Ao estimular, com suas recentes declarações depreciativas ao Nordeste, a divisão entre Norte & Nordeste “versus” Sul & Sudeste, o governador Romeu Zema atirou no que viu e acertou no que não viu. Mostrou menosprezo pelas regiões Norte e Nordeste, que teriam “vacas que produzem menos”.
Na vibe do seu perfil de CEO eleito pela chamada nova política, e falando para os seus convertidos, ele mexeu no vespeiro do arranjo de poder em vigor no Brasil. O seu sincericídio mostra falta de traquejo político, embora já esteja em seu segundo mandato. Em política, como aliás na vida, dois e dois são cinco, como na música de Caetano. O mundo caiu na cabeça dele. Do ponto de vista político, deu um tiro no pé. Perdeu popularidade.

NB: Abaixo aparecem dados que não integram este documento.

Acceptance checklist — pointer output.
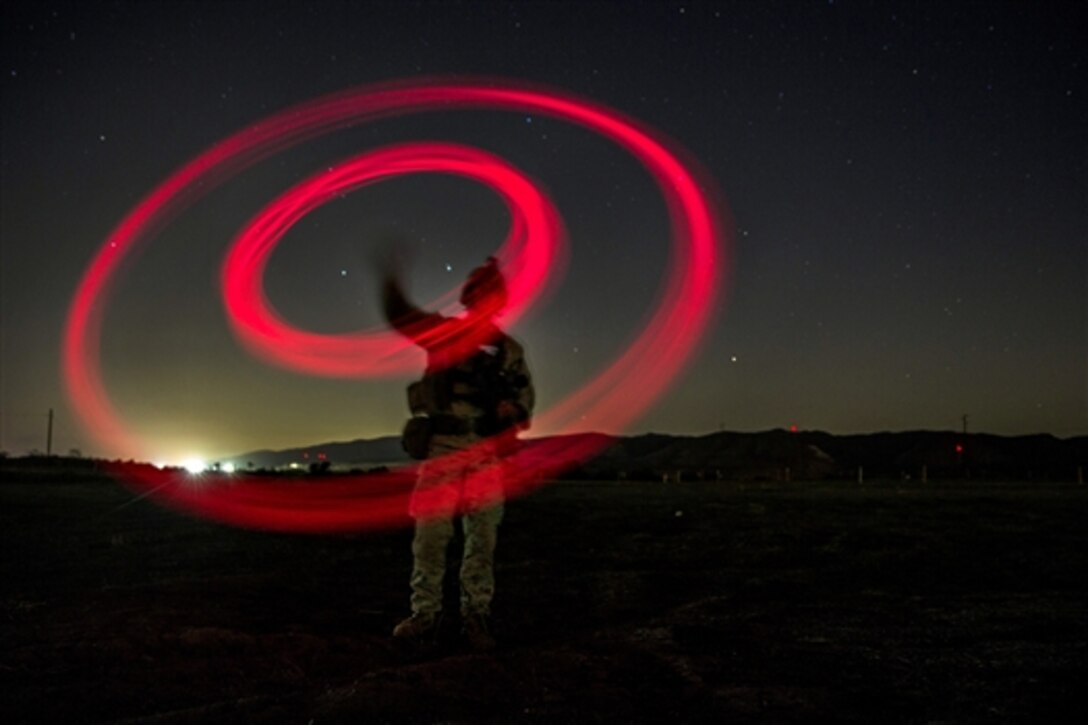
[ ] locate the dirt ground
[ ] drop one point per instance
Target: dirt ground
(616, 602)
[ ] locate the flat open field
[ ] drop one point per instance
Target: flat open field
(616, 602)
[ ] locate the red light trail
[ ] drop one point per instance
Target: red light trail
(610, 401)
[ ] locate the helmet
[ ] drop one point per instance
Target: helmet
(485, 287)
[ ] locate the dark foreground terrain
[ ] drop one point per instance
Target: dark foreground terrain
(617, 602)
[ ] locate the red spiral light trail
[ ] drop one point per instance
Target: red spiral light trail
(610, 401)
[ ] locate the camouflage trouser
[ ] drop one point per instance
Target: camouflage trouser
(459, 478)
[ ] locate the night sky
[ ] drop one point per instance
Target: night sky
(905, 182)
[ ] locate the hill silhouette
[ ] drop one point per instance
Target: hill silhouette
(767, 455)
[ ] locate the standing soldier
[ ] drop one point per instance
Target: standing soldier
(474, 396)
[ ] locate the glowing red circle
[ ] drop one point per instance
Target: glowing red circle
(532, 250)
(608, 402)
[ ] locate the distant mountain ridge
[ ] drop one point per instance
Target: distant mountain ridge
(766, 455)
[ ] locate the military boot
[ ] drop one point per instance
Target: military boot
(417, 627)
(476, 630)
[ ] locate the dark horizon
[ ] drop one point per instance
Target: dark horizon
(903, 184)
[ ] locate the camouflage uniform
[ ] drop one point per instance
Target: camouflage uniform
(476, 394)
(464, 475)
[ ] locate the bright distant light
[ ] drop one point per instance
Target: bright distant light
(195, 466)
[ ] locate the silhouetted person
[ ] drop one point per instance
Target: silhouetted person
(474, 396)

A reforma tributária mexe no contrato social e no arranjo (pacto) de poder em vigor. Este é o vespeiro: o conflito distributivo. Agora, a palavra está com o Senado da República, a Casa dos Estados. Por isso, os governadores estão mobilizados.
Enquanto isso, as falas de Zema revivem os movimentos separatistas, como a Farroupilha dos gaúchos. Atira no federalismo. Ora, o federalismo faz parte da frágil argamassa que tem mantido o Brasil já distante das ideias separatistas. Um país continental, com sociedade heterogênea e recorrentes clivagens regionais e sociais. O federalismo ajuda a soldar a unidade nacional, pela via da democracia.
A reforma tributária pretende ser uma poderosa ferramenta para diminuir as desigualdades e estimular o crescimento econômico, com aumento da produtividade. Ela mexe com a distribuição de poder econômico e poder político no país. É por isso que é longa a transição para a sua completa implantação. Gradualismo que vai resultar em novo arranjo de poder.
Nesse contexto, se o governador Zema tiver mesmo a intenção de articular novo pacto federativo, é melhor buscar o caminho político-institucional. Hoje, o pacto tem feições assimétricas e propícias ao conflito. O conflito impulsionado por Zema é um sintoma desta situação. Há que se construir caminhos para um federalismo cooperativo – em nome da estabilidade política da República Federativa do Brasil.
Em vez de colocar fogo no circo, o governador faria melhor se fosse por esse caminho da cooperação federativa, na linha do governador capixaba, Renato Casagrande.
Agora, os ajustes da reforma tributária passam pelo Senado. A reforma deve reajustar o pacto federativo. No médio prazo, reformas políticas podem melhorar ainda mais o pacto federativo: tanto mudanças no sistema eleitoral, quanto a redistribuição do número de cadeiras por estado na Câmara Federal – uma redistribuição pode conter tanto a tirania da maioria, quanto o veto da minoria. Em suas colocações, o governador Zema estimula a tirania da maioria.
É melhor ganhar na Política (com P maiúsculo) do que gritar para lacrar. Vale repetir: em política, como na vida, dois e dois são cinco.